BBB was required to perform all the functions which are considered necessary for the smooth working of banks and AIFI. It included-
  • Providing assistance to banks to restructure their business strategies, so that they can minimize their bad loans and raise capital.
  • Providing assistance to elect the chiefs, executive directors, non-executive directors and chairpersons of public sector banks. These persons can also be elected from the private sector.
  • Providing recommendations on the code of conduct and suitable training that is required for the proper functioning of state-owned institutions.
However, it is to be noted that the entire functioning of BBB was advisory in nature and the government was not bound to comply it.


Composition of BBB

BBB consisted of -

  • A chairman,
  • Three ex-officio members-
  1. Secretary of Department of Public enterprises
  2. Secretary of Department of Financial services
  3. Deputy Governor of RBI,
  • Five expert members, out of these two members would be elected from the private sector.
Bhanu Pratap Sharma was the chairman of BBB when it was replaced by Financial Services Institution Bureau (FSIB).


Establishment of FSIB

BBB was responsible for recommending the names of top authorities in state-owned banks and financial institutions (FIs) only and the government wanted the recommendations for insurance sector to come under the ambit of BBB.

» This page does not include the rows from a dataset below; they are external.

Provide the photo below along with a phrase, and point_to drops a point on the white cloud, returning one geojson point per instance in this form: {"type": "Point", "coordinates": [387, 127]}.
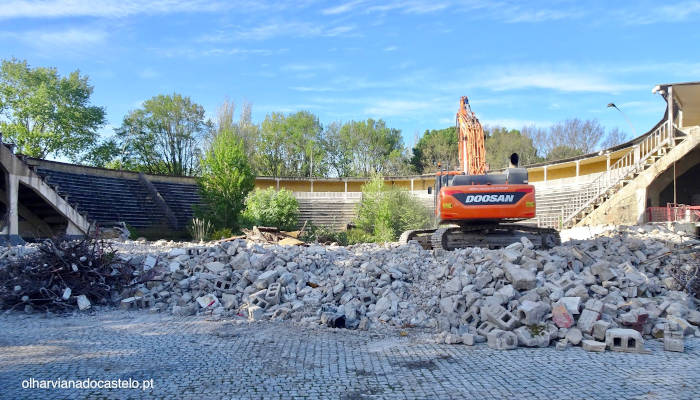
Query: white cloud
{"type": "Point", "coordinates": [343, 8]}
{"type": "Point", "coordinates": [273, 29]}
{"type": "Point", "coordinates": [103, 8]}
{"type": "Point", "coordinates": [562, 80]}
{"type": "Point", "coordinates": [149, 73]}
{"type": "Point", "coordinates": [682, 11]}
{"type": "Point", "coordinates": [58, 39]}
{"type": "Point", "coordinates": [511, 123]}
{"type": "Point", "coordinates": [387, 108]}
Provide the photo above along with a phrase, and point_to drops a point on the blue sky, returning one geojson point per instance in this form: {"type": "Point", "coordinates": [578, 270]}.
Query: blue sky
{"type": "Point", "coordinates": [407, 62]}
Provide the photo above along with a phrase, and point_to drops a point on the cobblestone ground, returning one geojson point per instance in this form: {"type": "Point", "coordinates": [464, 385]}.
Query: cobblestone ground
{"type": "Point", "coordinates": [198, 357]}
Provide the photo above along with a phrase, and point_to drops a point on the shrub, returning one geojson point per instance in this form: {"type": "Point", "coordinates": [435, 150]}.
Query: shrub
{"type": "Point", "coordinates": [222, 233]}
{"type": "Point", "coordinates": [269, 207]}
{"type": "Point", "coordinates": [199, 229]}
{"type": "Point", "coordinates": [226, 180]}
{"type": "Point", "coordinates": [324, 234]}
{"type": "Point", "coordinates": [385, 212]}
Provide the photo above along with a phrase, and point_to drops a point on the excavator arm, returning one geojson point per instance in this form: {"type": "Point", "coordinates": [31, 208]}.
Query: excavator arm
{"type": "Point", "coordinates": [470, 134]}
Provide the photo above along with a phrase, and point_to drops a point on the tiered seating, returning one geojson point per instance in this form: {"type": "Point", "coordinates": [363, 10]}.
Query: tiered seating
{"type": "Point", "coordinates": [181, 198]}
{"type": "Point", "coordinates": [106, 200]}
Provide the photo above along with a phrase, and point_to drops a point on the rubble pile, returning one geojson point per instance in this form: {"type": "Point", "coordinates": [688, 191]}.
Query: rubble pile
{"type": "Point", "coordinates": [58, 274]}
{"type": "Point", "coordinates": [611, 291]}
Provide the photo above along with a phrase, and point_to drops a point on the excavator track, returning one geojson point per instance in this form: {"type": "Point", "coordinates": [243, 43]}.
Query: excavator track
{"type": "Point", "coordinates": [488, 236]}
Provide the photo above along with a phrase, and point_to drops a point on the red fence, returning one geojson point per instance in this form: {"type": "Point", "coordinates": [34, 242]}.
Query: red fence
{"type": "Point", "coordinates": [673, 212]}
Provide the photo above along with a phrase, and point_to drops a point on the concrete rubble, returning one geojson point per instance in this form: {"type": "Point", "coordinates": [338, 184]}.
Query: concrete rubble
{"type": "Point", "coordinates": [612, 291]}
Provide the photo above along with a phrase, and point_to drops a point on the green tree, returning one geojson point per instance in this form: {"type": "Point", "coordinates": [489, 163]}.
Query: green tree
{"type": "Point", "coordinates": [291, 145]}
{"type": "Point", "coordinates": [385, 212]}
{"type": "Point", "coordinates": [225, 181]}
{"type": "Point", "coordinates": [435, 146]}
{"type": "Point", "coordinates": [164, 136]}
{"type": "Point", "coordinates": [103, 155]}
{"type": "Point", "coordinates": [501, 143]}
{"type": "Point", "coordinates": [562, 151]}
{"type": "Point", "coordinates": [45, 114]}
{"type": "Point", "coordinates": [370, 146]}
{"type": "Point", "coordinates": [270, 207]}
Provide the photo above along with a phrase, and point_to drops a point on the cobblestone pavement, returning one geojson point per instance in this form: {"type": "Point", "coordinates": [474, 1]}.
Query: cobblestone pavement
{"type": "Point", "coordinates": [197, 357]}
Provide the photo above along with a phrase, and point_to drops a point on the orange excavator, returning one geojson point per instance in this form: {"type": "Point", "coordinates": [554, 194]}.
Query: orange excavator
{"type": "Point", "coordinates": [477, 208]}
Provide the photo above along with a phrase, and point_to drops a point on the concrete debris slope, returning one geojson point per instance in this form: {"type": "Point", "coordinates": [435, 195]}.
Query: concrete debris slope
{"type": "Point", "coordinates": [611, 291]}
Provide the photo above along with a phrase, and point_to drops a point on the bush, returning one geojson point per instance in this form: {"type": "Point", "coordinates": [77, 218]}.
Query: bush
{"type": "Point", "coordinates": [222, 233]}
{"type": "Point", "coordinates": [324, 234]}
{"type": "Point", "coordinates": [385, 212]}
{"type": "Point", "coordinates": [269, 207]}
{"type": "Point", "coordinates": [226, 180]}
{"type": "Point", "coordinates": [199, 229]}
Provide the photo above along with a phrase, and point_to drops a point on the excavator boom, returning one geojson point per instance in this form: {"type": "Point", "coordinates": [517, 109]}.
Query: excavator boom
{"type": "Point", "coordinates": [472, 150]}
{"type": "Point", "coordinates": [480, 207]}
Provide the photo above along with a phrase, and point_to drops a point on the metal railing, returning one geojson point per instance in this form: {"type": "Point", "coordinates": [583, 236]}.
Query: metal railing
{"type": "Point", "coordinates": [630, 163]}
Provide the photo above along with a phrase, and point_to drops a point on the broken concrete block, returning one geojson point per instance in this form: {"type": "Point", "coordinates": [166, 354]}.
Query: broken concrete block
{"type": "Point", "coordinates": [208, 301]}
{"type": "Point", "coordinates": [502, 340]}
{"type": "Point", "coordinates": [674, 339]}
{"type": "Point", "coordinates": [594, 305]}
{"type": "Point", "coordinates": [471, 317]}
{"type": "Point", "coordinates": [485, 328]}
{"type": "Point", "coordinates": [603, 270]}
{"type": "Point", "coordinates": [215, 267]}
{"type": "Point", "coordinates": [255, 313]}
{"type": "Point", "coordinates": [127, 303]}
{"type": "Point", "coordinates": [586, 321]}
{"type": "Point", "coordinates": [521, 278]}
{"type": "Point", "coordinates": [573, 304]}
{"type": "Point", "coordinates": [149, 263]}
{"type": "Point", "coordinates": [468, 339]}
{"type": "Point", "coordinates": [561, 316]}
{"type": "Point", "coordinates": [592, 345]}
{"type": "Point", "coordinates": [501, 317]}
{"type": "Point", "coordinates": [83, 302]}
{"type": "Point", "coordinates": [599, 329]}
{"type": "Point", "coordinates": [452, 339]}
{"type": "Point", "coordinates": [574, 336]}
{"type": "Point", "coordinates": [272, 295]}
{"type": "Point", "coordinates": [561, 344]}
{"type": "Point", "coordinates": [625, 340]}
{"type": "Point", "coordinates": [229, 301]}
{"type": "Point", "coordinates": [532, 338]}
{"type": "Point", "coordinates": [531, 312]}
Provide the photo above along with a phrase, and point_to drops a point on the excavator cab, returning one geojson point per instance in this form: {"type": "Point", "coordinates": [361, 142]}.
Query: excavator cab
{"type": "Point", "coordinates": [479, 207]}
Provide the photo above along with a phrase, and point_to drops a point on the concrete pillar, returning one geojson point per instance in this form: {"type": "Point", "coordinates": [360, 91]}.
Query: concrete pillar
{"type": "Point", "coordinates": [641, 195]}
{"type": "Point", "coordinates": [12, 201]}
{"type": "Point", "coordinates": [669, 100]}
{"type": "Point", "coordinates": [72, 230]}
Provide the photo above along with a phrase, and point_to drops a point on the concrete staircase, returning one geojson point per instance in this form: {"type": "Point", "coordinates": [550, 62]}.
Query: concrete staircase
{"type": "Point", "coordinates": [639, 158]}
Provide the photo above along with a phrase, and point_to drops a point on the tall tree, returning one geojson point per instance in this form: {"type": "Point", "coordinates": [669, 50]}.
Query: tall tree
{"type": "Point", "coordinates": [164, 136]}
{"type": "Point", "coordinates": [226, 179]}
{"type": "Point", "coordinates": [370, 145]}
{"type": "Point", "coordinates": [338, 154]}
{"type": "Point", "coordinates": [436, 146]}
{"type": "Point", "coordinates": [290, 145]}
{"type": "Point", "coordinates": [45, 114]}
{"type": "Point", "coordinates": [502, 142]}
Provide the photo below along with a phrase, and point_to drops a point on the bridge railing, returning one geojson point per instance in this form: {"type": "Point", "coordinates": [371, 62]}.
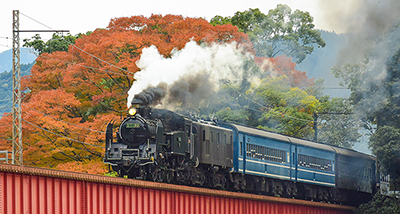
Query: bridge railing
{"type": "Point", "coordinates": [5, 156]}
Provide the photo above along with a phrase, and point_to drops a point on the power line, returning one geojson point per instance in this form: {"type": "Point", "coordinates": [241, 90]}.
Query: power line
{"type": "Point", "coordinates": [6, 100]}
{"type": "Point", "coordinates": [35, 21]}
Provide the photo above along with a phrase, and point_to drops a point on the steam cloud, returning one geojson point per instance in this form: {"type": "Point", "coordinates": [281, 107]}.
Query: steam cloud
{"type": "Point", "coordinates": [152, 95]}
{"type": "Point", "coordinates": [189, 76]}
{"type": "Point", "coordinates": [365, 20]}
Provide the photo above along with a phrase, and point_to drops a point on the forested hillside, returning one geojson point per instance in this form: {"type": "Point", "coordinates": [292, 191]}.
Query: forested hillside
{"type": "Point", "coordinates": [319, 63]}
{"type": "Point", "coordinates": [6, 87]}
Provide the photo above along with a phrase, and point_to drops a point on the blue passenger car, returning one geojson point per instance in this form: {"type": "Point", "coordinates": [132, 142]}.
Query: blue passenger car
{"type": "Point", "coordinates": [271, 155]}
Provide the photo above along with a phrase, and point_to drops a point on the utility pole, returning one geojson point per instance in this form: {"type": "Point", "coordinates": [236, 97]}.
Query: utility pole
{"type": "Point", "coordinates": [16, 107]}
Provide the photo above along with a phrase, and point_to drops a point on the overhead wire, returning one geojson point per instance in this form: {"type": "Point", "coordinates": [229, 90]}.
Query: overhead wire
{"type": "Point", "coordinates": [6, 100]}
{"type": "Point", "coordinates": [110, 64]}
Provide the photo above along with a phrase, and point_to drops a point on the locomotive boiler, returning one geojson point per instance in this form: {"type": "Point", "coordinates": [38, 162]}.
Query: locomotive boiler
{"type": "Point", "coordinates": [164, 146]}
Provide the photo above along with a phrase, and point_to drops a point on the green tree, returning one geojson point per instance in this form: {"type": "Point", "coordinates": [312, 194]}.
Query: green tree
{"type": "Point", "coordinates": [375, 84]}
{"type": "Point", "coordinates": [337, 125]}
{"type": "Point", "coordinates": [385, 144]}
{"type": "Point", "coordinates": [280, 32]}
{"type": "Point", "coordinates": [58, 42]}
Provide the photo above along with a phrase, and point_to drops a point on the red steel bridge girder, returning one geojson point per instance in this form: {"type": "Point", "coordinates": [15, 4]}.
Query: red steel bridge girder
{"type": "Point", "coordinates": [37, 190]}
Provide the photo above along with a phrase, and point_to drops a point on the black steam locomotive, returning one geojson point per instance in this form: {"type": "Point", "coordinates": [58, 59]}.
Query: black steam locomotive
{"type": "Point", "coordinates": [164, 146]}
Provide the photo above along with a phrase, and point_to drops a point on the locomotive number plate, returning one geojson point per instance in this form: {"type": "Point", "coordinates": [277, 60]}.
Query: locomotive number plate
{"type": "Point", "coordinates": [132, 125]}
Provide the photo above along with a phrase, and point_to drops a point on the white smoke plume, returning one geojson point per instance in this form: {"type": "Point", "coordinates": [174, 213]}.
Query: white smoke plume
{"type": "Point", "coordinates": [209, 64]}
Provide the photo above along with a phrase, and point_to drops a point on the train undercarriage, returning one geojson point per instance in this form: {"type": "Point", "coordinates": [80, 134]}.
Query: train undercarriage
{"type": "Point", "coordinates": [179, 170]}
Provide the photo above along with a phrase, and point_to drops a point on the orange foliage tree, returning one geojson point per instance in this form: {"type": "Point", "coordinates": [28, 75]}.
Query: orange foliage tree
{"type": "Point", "coordinates": [71, 96]}
{"type": "Point", "coordinates": [283, 65]}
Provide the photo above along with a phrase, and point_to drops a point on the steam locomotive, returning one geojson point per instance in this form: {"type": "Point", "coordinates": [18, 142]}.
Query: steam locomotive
{"type": "Point", "coordinates": [164, 146]}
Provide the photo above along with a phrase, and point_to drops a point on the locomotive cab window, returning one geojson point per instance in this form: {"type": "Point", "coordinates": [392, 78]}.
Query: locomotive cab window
{"type": "Point", "coordinates": [188, 130]}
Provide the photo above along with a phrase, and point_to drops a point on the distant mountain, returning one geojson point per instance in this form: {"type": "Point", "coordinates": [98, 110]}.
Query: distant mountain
{"type": "Point", "coordinates": [321, 60]}
{"type": "Point", "coordinates": [27, 57]}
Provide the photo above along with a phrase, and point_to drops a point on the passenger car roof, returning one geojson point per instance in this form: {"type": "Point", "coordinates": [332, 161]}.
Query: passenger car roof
{"type": "Point", "coordinates": [288, 139]}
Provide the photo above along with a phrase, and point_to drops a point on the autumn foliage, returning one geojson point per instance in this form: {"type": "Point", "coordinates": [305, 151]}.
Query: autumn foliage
{"type": "Point", "coordinates": [71, 96]}
{"type": "Point", "coordinates": [283, 65]}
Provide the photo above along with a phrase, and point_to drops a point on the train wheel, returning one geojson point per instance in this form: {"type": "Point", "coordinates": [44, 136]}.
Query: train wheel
{"type": "Point", "coordinates": [160, 175]}
{"type": "Point", "coordinates": [169, 176]}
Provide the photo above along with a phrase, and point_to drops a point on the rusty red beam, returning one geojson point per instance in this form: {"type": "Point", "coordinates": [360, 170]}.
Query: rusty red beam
{"type": "Point", "coordinates": [38, 190]}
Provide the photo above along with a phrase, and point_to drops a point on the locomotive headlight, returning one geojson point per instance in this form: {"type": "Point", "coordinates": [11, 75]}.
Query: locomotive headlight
{"type": "Point", "coordinates": [132, 111]}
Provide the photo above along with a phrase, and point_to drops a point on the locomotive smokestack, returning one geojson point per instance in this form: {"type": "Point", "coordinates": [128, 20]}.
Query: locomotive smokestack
{"type": "Point", "coordinates": [150, 95]}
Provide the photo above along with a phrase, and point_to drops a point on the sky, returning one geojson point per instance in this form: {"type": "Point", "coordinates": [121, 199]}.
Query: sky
{"type": "Point", "coordinates": [79, 16]}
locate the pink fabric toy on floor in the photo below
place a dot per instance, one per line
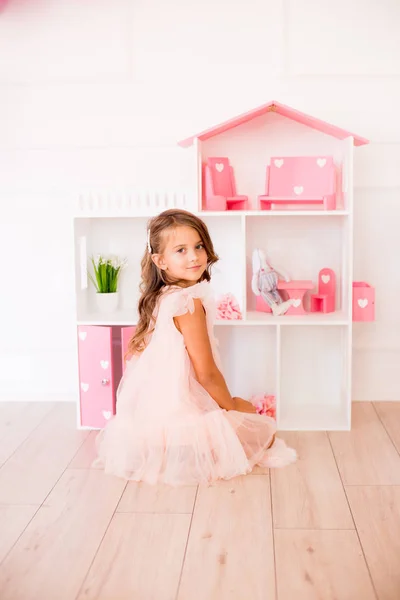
(228, 308)
(265, 404)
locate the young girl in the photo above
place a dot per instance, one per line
(176, 420)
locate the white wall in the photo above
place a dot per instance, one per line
(94, 96)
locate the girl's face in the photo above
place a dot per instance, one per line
(184, 257)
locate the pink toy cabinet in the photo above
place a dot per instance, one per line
(219, 189)
(100, 370)
(324, 301)
(300, 181)
(363, 301)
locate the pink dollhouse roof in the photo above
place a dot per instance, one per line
(283, 110)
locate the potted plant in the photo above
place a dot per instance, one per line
(106, 276)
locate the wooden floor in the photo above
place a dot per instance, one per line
(326, 528)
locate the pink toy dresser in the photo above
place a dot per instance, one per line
(100, 354)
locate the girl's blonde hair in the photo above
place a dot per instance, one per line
(155, 279)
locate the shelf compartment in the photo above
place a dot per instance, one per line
(252, 372)
(313, 378)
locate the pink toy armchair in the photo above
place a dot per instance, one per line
(324, 301)
(219, 190)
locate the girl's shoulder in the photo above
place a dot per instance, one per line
(177, 301)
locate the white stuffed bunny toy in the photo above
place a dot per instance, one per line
(265, 283)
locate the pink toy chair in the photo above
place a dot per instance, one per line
(294, 290)
(300, 180)
(324, 301)
(219, 190)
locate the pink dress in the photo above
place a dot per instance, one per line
(167, 427)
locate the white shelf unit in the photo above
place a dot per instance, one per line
(304, 360)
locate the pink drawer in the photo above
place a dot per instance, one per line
(363, 301)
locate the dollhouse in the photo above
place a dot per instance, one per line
(273, 178)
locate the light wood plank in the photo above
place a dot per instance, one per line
(13, 520)
(376, 512)
(321, 565)
(140, 557)
(230, 549)
(309, 494)
(29, 475)
(365, 455)
(86, 454)
(51, 558)
(17, 421)
(389, 413)
(144, 498)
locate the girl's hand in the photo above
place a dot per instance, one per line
(243, 405)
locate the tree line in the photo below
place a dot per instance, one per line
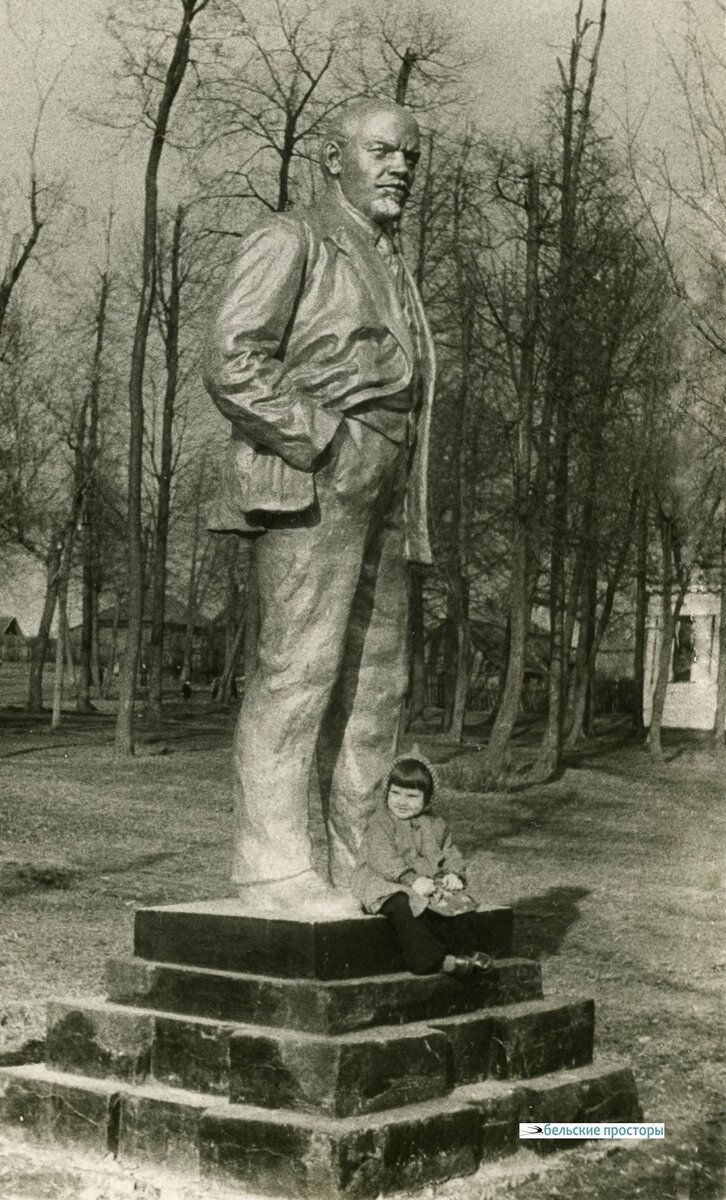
(576, 460)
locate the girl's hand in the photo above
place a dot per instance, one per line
(453, 882)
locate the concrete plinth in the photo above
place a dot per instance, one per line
(323, 1073)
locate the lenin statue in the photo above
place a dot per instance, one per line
(321, 358)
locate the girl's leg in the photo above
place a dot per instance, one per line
(421, 949)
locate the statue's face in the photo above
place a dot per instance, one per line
(376, 165)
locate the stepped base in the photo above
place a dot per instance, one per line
(325, 1074)
(297, 1155)
(337, 1006)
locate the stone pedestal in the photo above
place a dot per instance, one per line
(299, 1059)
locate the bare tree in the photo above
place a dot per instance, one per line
(173, 78)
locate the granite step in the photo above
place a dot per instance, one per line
(340, 1074)
(339, 1006)
(519, 1041)
(217, 935)
(343, 1075)
(298, 1155)
(589, 1095)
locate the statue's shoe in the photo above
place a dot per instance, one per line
(304, 897)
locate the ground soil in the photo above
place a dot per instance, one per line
(615, 871)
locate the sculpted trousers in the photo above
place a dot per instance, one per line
(331, 664)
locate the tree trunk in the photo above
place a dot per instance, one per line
(89, 665)
(159, 568)
(718, 732)
(461, 685)
(670, 613)
(520, 605)
(234, 624)
(40, 648)
(251, 618)
(60, 653)
(231, 663)
(561, 375)
(641, 613)
(174, 76)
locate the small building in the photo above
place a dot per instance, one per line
(13, 643)
(691, 694)
(112, 639)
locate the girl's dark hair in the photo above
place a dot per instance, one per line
(412, 773)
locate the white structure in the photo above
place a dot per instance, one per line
(691, 695)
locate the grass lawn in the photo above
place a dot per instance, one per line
(616, 873)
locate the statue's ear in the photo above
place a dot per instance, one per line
(331, 156)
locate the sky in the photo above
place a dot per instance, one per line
(514, 45)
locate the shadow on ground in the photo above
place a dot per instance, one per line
(543, 922)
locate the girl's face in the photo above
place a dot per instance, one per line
(406, 802)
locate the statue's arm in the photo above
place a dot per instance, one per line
(244, 361)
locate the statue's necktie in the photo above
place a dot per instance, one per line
(389, 251)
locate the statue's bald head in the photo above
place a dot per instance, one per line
(370, 153)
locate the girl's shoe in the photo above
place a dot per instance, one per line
(460, 966)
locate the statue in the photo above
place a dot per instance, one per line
(322, 360)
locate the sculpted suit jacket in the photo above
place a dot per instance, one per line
(309, 328)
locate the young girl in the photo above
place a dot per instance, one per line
(409, 870)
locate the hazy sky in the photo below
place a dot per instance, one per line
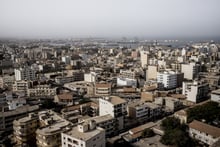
(109, 18)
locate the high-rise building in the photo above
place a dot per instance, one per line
(144, 59)
(190, 70)
(167, 79)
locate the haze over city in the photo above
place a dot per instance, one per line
(110, 18)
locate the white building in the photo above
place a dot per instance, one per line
(102, 89)
(66, 59)
(126, 82)
(41, 90)
(168, 79)
(90, 77)
(115, 106)
(85, 134)
(215, 95)
(25, 73)
(21, 86)
(195, 91)
(138, 110)
(203, 132)
(15, 103)
(190, 70)
(144, 59)
(106, 122)
(7, 80)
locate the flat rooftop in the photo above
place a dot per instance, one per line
(84, 135)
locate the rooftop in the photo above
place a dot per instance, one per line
(216, 92)
(84, 135)
(103, 85)
(203, 127)
(115, 100)
(142, 128)
(99, 119)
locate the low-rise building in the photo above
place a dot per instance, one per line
(102, 89)
(181, 115)
(116, 107)
(203, 132)
(215, 96)
(106, 122)
(24, 129)
(167, 79)
(7, 117)
(21, 86)
(64, 98)
(195, 91)
(41, 90)
(15, 103)
(49, 135)
(85, 134)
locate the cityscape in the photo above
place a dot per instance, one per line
(132, 76)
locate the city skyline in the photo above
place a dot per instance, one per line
(148, 19)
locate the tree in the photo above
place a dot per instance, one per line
(175, 133)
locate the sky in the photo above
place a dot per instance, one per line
(109, 18)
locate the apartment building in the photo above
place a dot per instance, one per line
(24, 129)
(167, 79)
(52, 125)
(215, 96)
(190, 70)
(103, 89)
(41, 90)
(7, 117)
(144, 58)
(86, 134)
(7, 80)
(25, 73)
(203, 132)
(21, 86)
(195, 91)
(116, 107)
(138, 111)
(106, 122)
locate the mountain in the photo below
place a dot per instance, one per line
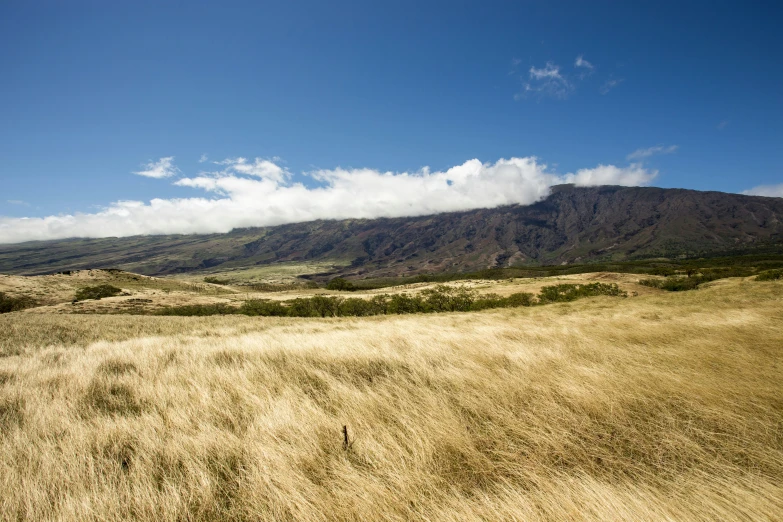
(574, 224)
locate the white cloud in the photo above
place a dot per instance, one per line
(651, 151)
(581, 62)
(773, 191)
(546, 81)
(610, 84)
(261, 193)
(163, 168)
(259, 167)
(633, 175)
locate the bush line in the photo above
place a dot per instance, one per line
(440, 299)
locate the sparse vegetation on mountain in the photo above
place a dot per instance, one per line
(573, 225)
(96, 292)
(770, 275)
(14, 304)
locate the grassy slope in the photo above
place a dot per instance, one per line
(662, 407)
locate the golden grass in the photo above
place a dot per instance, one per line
(659, 407)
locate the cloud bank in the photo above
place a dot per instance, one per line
(772, 191)
(247, 193)
(639, 154)
(163, 168)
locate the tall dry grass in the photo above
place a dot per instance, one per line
(660, 407)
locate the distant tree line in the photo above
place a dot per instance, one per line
(441, 298)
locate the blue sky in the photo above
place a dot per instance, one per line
(92, 92)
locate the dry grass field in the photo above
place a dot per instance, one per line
(662, 406)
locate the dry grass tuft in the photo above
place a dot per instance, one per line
(658, 407)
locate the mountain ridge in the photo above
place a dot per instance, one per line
(573, 224)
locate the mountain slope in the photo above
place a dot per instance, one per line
(571, 225)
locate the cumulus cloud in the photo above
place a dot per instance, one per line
(581, 62)
(773, 191)
(163, 168)
(651, 151)
(547, 81)
(261, 193)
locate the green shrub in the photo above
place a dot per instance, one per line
(442, 298)
(263, 307)
(572, 292)
(96, 292)
(519, 299)
(341, 284)
(216, 281)
(14, 304)
(199, 310)
(770, 275)
(694, 278)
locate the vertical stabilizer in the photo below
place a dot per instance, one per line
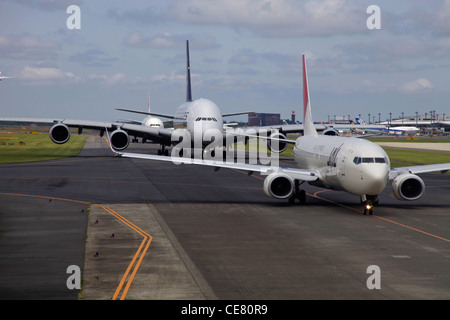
(188, 75)
(149, 102)
(308, 125)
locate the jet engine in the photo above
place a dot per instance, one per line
(119, 140)
(59, 133)
(278, 186)
(330, 132)
(408, 187)
(273, 146)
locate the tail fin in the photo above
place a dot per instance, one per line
(188, 75)
(308, 125)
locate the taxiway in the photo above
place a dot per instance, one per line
(209, 235)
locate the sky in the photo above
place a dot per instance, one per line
(245, 56)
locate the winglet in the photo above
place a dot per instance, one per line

But in 2020, Delhi High Court gave its verdict on the jurisdiction of BBB and said that it is responsible for recommending the names in banks and FIs and insurance sector cannot be covered under ambit of BBB.

As the result of it, Appointment Committee on Cabinet (ACC) passed a resolution to replace BBB with FSIB. It was proposed by Department of Financial Services, Ministry of Finance.


FSIB was established on July 1, 2022, and performs the same functions as BBB but with a wider scope.

FSIB is responsible for recommending the names of top-officials, like chiefs, chairpersons, whole-time directors or non-executive directors of banks as well as insurance companies.


Composition of FSIB

FSIB consists of 11 members
  • A chairperson – Bhanu Pratap Sharma who was the chair of BBB has been appointed chairman of FSIB for the term of two years.
  • Four ex-officio members-
  1. Secretary of Department of Financial services.
  2. Secretary of Department of Public enterprises.
  3. Chairman of Insurance Regulatory Development Authority of India (IRDAI).
  4. Deputy governor of RBI.
  • Three expert members with subject matter knowledge relating to PSBs and FIs.
  • Three expert members with subject matter knowledge relating to public sector insurance companies (PSIs).

Conclusion

The main essence of establishing FSIB is to expand the working of BBB to the insurance sector. It is also an autonomous body which is entrusted with the task of recommending the higher officials in the banks and insurance companies. However, Final decision is to be taken by Ministry of Finance with the consent of PMO.